Sharing the same MQB (Modulare Querbaukasten) platform as its Audi A3 and SEAT Leon cousins, it is almost identical in its dimensions. Measuring 4,255 mm in length, it is 56 mm longer than the model it replaces, and 13 mm wider, at 1,799 mm. More interior space is also found thanks to the 59 mm longer wheelbase of 2,637 mm. At 380 litres, the boot space capacity has been stretched by 30 litres larger and, with the front passenger seat folded flat, a load of up to 2,412 mm long can be carried. All in a car that weighs 100 kg less than the outgoing version.

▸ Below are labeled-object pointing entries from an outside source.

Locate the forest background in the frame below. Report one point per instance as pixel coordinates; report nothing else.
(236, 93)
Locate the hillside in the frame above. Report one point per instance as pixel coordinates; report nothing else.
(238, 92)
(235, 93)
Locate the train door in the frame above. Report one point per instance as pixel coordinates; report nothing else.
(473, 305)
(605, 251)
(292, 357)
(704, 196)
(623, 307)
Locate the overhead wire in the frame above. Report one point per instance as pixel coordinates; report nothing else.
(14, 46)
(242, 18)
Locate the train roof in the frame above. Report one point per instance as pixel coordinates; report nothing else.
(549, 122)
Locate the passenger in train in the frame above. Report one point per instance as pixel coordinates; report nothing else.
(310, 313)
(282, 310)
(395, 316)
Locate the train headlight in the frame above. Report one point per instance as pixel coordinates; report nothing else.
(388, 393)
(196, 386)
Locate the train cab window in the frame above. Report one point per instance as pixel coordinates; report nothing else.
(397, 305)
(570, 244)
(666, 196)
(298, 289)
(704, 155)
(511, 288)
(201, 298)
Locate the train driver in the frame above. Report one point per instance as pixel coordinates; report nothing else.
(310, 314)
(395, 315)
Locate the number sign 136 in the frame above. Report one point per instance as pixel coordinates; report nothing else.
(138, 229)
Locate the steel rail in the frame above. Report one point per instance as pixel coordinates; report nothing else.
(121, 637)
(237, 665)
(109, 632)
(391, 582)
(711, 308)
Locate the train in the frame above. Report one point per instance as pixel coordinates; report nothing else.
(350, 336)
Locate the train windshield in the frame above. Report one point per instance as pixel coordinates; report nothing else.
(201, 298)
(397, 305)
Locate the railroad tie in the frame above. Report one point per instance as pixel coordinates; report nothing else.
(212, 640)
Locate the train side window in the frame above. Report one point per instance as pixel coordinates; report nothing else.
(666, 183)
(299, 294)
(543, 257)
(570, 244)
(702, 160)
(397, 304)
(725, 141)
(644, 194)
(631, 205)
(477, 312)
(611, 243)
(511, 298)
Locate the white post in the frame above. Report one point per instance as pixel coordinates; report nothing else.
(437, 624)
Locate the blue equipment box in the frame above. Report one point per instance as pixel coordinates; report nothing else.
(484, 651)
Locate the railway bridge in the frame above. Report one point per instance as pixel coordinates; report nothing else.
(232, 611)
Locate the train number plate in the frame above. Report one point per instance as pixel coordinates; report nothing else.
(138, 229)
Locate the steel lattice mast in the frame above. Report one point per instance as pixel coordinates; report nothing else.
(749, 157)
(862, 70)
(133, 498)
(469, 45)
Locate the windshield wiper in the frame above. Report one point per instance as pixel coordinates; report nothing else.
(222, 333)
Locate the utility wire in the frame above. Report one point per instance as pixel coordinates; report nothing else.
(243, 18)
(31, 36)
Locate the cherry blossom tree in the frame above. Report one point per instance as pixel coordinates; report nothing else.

Initially, there will be two petrol and two diesel engines available: a 63 kW (86 hp) 1.2-litre TSI which consumes 4.9 litres every 100 kilometres and a 103 kW (138 hp) 1.4-litre TSI unit with ACT (Active Cylinder Technology), which deactivates two of the engine’s cylinders at low load. Amazingly, that technology means that the more powerful engine is capable of returning a figure of just 4.8 l/100 km. Diesel fans will be catered for with a super-frugal 77 kW (104 hp) 1.6 TDI that needs 3.8 l/100 km (BlueMotion: 3.2l/100 km) and a meatier 2.0 TDI that churns out 110 kW (148 hp) and gets through 4.1 l/100 km. All models feature a Stop/Start function and battery regeneration system, while transmission options include a five- and six-speed manual and six- and seven-speed DSG gearbox.
Visually, it’s a case of evolution rather than revolution, with redesigned headlights with LED daytime running lights, a narrower radiator grille, more prominent wheel arches and a stronger shoulder line. At the rear, the Golf 7 is exceptionally clean-looking, thanks to the window stretching all the way to the C-pillars, the light clusters that narrow towards the VW emblem and the optical illusion brought about by the body-coloured lower bumper section. The styling reminds us of the current Golf GTI’s, which bodes well for when the hotter models arrive on the scene.
Moving inside, all entry-level Trendline and Comfortline cars get a new infotainment system operated via the five-inch touchscreen, while the Highline models feature a navigation system which has a ‘Discover Pro’ radio-navigation system with a hand gesture-operated eight-inch touchscreen. The centre console is now angled towards the driver and features a universal phone holder with inductive aerial and electronic parking brake rather than a mechanical handle.
Standard equipment of note includes the multi-collision brake system, which automatically brakes following an accident to reduce kinetic energy and the PreCrash system that pre-tensions the seatbelts and closes the windows and sunroof if it senses that an accident may be imminent. The Adaptive Cruise Control, which is standard on the pricier models, uses radar sensors to maintain a safe distance to the vehicle in front, but also incorporates the brilliant City Emergency Braking system. Automatically active at speeds up to 19 mph (29 km/h), the device detects potential collisions and can apply the brakes automatically. Finally, the Driver Alert System monitors the driver for signs of fatigue, while the Lane Assist system uses a camera to keep the car in its lane, providing countersteering if necessary.